2. Che cosa sono le immagini

 

Il fantasma di un corpo in movimento è ontologicamente qualcosa di diverso da un disegno animato, per il semplice motivo che gli manca la dimensione della morte al lavoro.
(Alessandro Cappabianca, Filmcritica, 506/507)

 

La differenza che Cappabianca rileva come interessante è quella dell'origine, e non della funzione: che un effetto digitale sia fotorealistico o meno, che porti al dinosauro di Spielberg o a Buzz Lightyear, il fatto è che «si introduce un grande spartiacque, in campo filmico, tra il corpo e il mondo»

Queste operazioni a cavallo tra mondi - e pertanto talvolta anche catacombali - in fondo hanno comunque referenti, perché non fosse altro che grazie a quell'ombra platonica, nel momento in cui riusciamo a percepire una forma, già in quel momento la interpretiamo in base a nostri referenti interni, che non sono meno reali di quelli fotografici o più reali di quelli digitali.

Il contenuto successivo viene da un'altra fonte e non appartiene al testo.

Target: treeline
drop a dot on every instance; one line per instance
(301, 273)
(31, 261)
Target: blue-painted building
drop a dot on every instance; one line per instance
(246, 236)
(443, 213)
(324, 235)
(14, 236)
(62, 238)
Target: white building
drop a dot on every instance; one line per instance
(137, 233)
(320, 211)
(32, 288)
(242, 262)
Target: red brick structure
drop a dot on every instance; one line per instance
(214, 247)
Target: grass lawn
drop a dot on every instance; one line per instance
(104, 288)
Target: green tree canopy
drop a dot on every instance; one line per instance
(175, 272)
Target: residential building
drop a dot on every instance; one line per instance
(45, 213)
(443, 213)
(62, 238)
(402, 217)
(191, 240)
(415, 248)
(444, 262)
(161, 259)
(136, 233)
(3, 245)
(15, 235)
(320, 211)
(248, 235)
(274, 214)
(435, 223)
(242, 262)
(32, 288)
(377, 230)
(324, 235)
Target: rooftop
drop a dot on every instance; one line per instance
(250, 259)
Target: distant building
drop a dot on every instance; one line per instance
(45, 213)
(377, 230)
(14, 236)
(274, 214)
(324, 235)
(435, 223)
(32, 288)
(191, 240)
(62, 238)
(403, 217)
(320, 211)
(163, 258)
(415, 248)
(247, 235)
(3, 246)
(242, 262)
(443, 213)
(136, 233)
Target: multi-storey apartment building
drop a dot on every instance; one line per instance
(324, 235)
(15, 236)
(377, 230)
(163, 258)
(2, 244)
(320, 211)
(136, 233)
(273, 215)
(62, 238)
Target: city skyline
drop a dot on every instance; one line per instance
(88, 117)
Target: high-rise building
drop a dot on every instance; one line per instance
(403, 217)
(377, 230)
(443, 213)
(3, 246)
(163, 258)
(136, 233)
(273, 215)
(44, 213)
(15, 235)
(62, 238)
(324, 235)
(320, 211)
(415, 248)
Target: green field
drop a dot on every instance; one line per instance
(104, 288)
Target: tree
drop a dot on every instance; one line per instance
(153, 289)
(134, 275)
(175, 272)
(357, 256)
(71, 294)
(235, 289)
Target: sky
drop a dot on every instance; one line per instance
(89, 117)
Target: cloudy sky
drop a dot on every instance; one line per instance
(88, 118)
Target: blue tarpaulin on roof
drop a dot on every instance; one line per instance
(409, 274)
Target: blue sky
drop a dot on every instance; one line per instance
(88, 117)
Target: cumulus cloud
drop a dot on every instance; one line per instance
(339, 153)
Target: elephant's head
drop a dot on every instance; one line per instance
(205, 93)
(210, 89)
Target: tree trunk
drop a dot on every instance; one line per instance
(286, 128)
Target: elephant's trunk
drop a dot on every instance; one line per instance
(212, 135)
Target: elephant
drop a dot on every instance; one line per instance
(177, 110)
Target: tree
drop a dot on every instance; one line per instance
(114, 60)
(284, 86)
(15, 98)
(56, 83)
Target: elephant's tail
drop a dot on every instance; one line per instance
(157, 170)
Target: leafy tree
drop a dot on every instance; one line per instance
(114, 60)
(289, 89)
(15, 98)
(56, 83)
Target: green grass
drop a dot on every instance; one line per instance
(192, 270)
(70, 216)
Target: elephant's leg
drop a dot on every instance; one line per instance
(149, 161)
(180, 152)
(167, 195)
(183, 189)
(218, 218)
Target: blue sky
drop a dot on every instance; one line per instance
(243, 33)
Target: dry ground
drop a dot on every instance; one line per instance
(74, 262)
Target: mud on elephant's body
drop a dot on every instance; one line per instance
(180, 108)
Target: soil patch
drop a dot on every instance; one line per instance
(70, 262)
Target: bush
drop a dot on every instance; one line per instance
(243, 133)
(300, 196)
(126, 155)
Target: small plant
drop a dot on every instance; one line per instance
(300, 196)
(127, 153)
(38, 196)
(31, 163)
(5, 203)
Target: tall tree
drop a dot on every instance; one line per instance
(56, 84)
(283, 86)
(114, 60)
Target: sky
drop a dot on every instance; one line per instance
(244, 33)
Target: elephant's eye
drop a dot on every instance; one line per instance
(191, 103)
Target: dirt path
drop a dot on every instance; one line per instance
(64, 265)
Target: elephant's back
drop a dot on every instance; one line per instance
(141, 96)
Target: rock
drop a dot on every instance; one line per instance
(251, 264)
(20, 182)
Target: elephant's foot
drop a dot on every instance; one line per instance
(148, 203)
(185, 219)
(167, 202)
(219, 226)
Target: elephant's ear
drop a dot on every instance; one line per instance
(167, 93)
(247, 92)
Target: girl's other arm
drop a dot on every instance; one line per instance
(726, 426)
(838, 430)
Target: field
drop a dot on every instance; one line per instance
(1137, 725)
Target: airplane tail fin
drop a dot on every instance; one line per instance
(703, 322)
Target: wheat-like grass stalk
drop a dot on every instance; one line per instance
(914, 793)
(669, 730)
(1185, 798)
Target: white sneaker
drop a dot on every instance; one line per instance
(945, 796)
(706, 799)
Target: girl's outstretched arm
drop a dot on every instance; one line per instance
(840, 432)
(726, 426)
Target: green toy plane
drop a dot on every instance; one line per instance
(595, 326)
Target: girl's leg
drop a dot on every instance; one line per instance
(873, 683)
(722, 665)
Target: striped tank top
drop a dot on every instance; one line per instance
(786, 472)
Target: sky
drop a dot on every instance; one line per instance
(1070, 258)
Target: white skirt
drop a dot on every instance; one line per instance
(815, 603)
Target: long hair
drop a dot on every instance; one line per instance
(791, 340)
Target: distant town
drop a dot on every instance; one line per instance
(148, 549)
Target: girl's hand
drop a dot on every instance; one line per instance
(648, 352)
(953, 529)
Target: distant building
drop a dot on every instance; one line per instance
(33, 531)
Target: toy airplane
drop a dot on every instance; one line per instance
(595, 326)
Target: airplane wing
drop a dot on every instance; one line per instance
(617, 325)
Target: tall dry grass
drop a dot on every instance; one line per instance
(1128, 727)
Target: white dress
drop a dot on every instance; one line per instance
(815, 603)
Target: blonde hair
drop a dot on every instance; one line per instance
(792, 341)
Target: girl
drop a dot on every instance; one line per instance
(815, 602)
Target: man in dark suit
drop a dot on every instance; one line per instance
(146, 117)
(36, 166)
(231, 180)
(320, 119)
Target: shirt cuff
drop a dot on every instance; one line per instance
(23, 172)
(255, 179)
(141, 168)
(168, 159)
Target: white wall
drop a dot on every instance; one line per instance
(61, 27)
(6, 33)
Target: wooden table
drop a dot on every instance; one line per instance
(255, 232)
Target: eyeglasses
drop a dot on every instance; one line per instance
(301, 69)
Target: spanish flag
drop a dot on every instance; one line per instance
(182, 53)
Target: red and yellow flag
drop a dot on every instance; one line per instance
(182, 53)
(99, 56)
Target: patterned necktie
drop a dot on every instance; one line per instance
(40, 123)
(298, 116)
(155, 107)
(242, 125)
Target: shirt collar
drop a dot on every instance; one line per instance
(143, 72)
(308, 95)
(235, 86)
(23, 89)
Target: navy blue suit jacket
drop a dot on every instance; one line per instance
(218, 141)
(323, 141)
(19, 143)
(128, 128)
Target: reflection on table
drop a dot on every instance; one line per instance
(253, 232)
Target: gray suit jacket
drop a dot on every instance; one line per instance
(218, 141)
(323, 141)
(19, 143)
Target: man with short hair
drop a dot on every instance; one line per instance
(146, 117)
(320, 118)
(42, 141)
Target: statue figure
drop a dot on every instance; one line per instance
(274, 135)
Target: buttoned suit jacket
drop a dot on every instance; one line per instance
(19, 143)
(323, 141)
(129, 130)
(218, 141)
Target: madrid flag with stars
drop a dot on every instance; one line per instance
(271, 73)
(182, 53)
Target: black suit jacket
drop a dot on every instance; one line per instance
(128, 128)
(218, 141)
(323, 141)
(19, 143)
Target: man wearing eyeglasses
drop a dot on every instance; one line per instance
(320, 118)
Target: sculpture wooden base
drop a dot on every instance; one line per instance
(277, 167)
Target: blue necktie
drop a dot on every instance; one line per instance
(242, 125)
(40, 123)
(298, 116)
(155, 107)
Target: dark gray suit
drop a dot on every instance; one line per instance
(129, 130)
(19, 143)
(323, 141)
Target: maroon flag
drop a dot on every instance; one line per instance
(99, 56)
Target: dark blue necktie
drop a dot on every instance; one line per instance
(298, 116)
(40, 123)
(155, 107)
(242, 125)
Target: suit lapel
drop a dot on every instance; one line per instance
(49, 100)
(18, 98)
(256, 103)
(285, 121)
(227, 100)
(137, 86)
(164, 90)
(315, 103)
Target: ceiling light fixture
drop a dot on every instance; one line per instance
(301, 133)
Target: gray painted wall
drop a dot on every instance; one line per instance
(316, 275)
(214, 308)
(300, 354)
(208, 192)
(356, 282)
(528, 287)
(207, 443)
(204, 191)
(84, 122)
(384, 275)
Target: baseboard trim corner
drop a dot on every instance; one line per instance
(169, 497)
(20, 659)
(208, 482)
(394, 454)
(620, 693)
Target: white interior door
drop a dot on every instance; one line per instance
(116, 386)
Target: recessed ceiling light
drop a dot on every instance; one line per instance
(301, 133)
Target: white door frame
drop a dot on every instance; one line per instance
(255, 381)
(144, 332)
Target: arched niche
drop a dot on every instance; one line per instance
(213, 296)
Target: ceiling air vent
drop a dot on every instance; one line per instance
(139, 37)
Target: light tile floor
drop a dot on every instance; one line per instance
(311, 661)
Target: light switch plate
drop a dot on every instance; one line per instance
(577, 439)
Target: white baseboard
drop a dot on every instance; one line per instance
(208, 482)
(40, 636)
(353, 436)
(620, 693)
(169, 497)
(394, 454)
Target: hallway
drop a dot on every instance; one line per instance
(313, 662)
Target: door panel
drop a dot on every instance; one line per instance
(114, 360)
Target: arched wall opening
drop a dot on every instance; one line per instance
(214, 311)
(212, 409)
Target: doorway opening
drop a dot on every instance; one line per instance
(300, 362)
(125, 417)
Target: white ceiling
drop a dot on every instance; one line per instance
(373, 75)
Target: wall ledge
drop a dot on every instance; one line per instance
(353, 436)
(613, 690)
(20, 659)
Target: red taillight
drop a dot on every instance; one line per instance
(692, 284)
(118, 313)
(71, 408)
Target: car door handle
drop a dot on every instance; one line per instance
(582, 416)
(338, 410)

Si prendano in esame gli ectoplasmi di Brakage, che magari ad una prima visione sembrano apparentati con la realtà attraverso un legame di riproduzione: invece la rappresentazione che viene data è già interpretata alla fonte, viene ripresa già come se fosse altro e proprio quell'altro, mai esistito, è il suo referente. Dunque sono ciò che tra quello che viene impressionato su pellicola più si avvicina a quanto esisteva dall'altra parte dell'obiettivo nel momento in cui veniva ripreso, almeno dal punto di vista della produzione di senso attraverso la riproduzione di immagini. Perché quello che vedeva la mente dell'operatore si avvicinava moltissimo a quello che percepisce lo spettatore; ma in realtà – fenomenologicamente –– non è mai esistito. E dunque si trova nella stessa condizione di una creazione digitale. Anzi i pupazzetti iperrealisti di Lasseter, precisi e degni di ammirazione per la competenza tecnica, sono debitori della realtà molto più che le operazioni aleatorie di Reble o delle sperimentazioni di Norman McLaren.

Come ebbe a scrivere a suo tempo Argan: «se vi sono musiche senza parole, perché non dovrebbe esservi una pittura [e un cinema, aggiungiamo noi] senza cose?».
Allora se prendiamo il pennello digitale come uno fra gli strumenti della rappresentazione, il sospetto che nella teoria recente avvolge il cinema girato "in assenza delle cose" non è simile ad un certo pregiudizio che colpisce la pittura come fatto mentale, autonoma rispetto alla realtà?
É come se ci fosse dato il solo modo impressionista della rappresentazione.